A renowned pub that brews its own beer, it has been some years since I’ve been in there. Possibly over twenty.
Maybe I should have called in for a pint, today, while I still can.
Who would have thought this, six months ago?
I look like I’m going to a riot.
A bit of a sterile riot, a friend pointed out.
One has to take one’s safety seriously when one is launching petrol bombs.
Another friend commented I see you’ve also had your ears lowered.
Seeing as though my wife performed my first lockdown haircut, I’m thankful I’ve got any ears at all.
And what do people do these days when they go on blind dates?
You’ve got nice eyes.
And I guess that lip readers are screwed.
These are crazy days. Stay safe, friends. Stay crazy.
This is how we seem to be living life at the moment. But all will soon be back to normal.
Hang in there, guys. The days are still passing.
A few posts back, I shared some photographs of a journey I made between two Northern cities, Leeds and Manchester, when the country was on the brink of lockdown. I had to make the return journey last week (essential travel allowed) and, with the UK now a month into lockdown, I took these photographs to share with you all to document these unprecedented days. I probably, hopefully, will never have the chance to see my city like this again.
This first one shows the seating arrangements in my local bus station, to enforce the social distancing. Only the opposite end seats were available, first come first served (though there weren’t many takers). An unenthusiastic game of musical chairs.

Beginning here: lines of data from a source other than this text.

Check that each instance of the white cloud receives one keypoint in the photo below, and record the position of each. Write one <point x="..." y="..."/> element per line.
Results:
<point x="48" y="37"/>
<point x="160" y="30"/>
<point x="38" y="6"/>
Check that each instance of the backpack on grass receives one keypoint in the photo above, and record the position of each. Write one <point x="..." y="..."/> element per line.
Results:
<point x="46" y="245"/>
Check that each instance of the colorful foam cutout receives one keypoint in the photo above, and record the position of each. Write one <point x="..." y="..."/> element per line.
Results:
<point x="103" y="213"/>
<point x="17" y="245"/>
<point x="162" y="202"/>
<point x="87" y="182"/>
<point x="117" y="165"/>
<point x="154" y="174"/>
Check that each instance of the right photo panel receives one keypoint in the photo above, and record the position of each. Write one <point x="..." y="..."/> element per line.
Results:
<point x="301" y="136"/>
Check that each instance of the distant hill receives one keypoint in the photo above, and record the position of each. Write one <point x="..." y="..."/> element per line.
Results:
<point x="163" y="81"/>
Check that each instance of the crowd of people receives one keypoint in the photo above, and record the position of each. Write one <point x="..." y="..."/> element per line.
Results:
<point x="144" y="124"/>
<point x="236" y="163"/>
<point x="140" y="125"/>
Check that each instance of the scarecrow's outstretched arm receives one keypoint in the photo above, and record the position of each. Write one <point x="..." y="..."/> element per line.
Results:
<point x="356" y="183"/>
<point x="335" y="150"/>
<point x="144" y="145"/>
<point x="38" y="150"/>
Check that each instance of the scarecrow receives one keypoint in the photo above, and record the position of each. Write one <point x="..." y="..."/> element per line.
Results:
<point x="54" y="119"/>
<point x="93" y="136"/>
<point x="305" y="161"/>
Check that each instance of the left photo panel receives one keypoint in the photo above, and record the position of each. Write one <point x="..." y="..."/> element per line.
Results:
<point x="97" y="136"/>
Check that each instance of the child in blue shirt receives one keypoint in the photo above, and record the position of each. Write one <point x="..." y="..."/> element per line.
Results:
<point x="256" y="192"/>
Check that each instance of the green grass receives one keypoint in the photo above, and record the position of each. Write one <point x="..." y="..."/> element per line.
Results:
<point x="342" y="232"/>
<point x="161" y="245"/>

Again, on the bus-alternate rows of seating available. The driver taking my fare said it was the most he’d taken all morning.
Manchester, message delivered.
Looking towards the usually notorious Piccadilly Gardens.
I saw neither tram nor cycle, just the odd jogger taking their allotted moment of exercise.
When a passing bus departed, the city fell into a strangely hushed tone.
St.Anne’s Square, scene of much mourning and festooned with flowers following the Arena bombing.
Many shop doors and windows wore similar sentiments from their owners. Some just a stark notice that no goods or money were left on the premises, in lieu of any opportunist thieves moving into the city.
Not a drinker in sight.
Moving now towards the train station.
The statue of Gandhi outside the Cathedral. The only figure caught in motion.
Ever since the lockdown the weather has been glorious. The place would have been swarming with shoppers and drinkers and more.
Looking towards the Football Museum, symbolic of the sport that has now been suspended.
I could take a photo in the middle of the road, with little fear of trams or vehicles.
Looking towards Angel Square from the rear.
Victoria Station. Could it be that I was the only commuter?
More social distancing, now musical urinals.
There was only me and this railway worker.
Only for essential travel
The train I caught had originated in Liverpool, passed through Manchester and was bound for Edinburgh. I alighted in Leeds, the station there similar to the one in Manchester.
Leeds. Snippets of conversations that took place with the few people that I encountered I intend to print elsewhere.
Millennium Square. Manchester and Leeds-two northern cities laid low by an invisible foe.